Wild idea - a type finder

Stuart Reynolds S.I.Reynolds at cs.bham.ac.uk
Wed Nov 17 07:02:54 EST 1999


Does anyone know of any tools which let you do things like:

We have some exisiting function:

  def f(a, b):
      return a<b

And we want to reverse engineer its type from its implementation:

   findtype( f )

e.g.
- function takes 2 args
- a and b need to be comparable
- returns a boolean (actually an int in Python)

So the type of f is:

 (comparable)(comparable)-->(int)

Or in another example you might get:

  >>> findtype( add )
  (number)(number)-->(number)

  >>> findtype( map )
  (()())(seq)(seq)-->(seq)
  
( ()() ) denotes a function which takes two arguments of unknown type.

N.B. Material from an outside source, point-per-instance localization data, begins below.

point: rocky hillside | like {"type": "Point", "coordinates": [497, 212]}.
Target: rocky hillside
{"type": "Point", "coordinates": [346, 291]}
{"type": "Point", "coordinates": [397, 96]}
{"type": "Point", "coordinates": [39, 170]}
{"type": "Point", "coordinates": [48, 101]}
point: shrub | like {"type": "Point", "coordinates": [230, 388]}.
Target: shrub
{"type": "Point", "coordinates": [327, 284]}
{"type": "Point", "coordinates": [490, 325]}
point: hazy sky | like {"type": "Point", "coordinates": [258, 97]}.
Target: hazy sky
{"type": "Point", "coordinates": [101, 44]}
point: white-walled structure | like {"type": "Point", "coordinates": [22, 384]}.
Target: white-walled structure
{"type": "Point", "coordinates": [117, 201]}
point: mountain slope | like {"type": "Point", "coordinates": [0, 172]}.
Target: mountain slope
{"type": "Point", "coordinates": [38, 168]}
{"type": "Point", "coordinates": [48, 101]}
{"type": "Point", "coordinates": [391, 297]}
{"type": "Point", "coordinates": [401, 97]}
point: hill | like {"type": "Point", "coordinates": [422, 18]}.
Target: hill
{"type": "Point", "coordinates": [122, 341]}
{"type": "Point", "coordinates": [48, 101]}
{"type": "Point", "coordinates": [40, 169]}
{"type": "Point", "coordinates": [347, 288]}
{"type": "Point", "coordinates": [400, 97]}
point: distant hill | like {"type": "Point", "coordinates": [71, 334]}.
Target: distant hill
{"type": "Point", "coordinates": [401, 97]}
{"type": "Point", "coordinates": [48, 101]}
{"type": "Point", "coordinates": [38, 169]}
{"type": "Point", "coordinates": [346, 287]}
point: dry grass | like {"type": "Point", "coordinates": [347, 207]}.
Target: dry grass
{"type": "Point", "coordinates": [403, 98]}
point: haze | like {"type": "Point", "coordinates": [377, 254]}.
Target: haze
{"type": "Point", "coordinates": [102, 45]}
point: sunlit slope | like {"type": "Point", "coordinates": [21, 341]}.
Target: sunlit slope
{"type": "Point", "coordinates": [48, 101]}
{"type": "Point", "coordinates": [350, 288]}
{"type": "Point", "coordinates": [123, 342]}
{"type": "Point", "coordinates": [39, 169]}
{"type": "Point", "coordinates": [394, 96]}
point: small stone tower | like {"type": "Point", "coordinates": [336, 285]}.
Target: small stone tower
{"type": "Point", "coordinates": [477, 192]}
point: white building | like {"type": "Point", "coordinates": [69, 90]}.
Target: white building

I've only ever seen this kind of thing in pure functional programming
languages (gopher to be specific).

The reason I ask is that I think, in general, its really useful to be
able to tell what minimum interface the arguments you give to a method
needs to support (you can stick it in your documenation for one thing).
It would also be pretty useful to uncover the kind of nasty bugs which
crop up in untyped langauges whereby the functions or methods you've
written have stronger requirements on the interfaces of their arguments
than you realised (espcially in the case where your code calls lots of
other functions who's types you're not too sure about).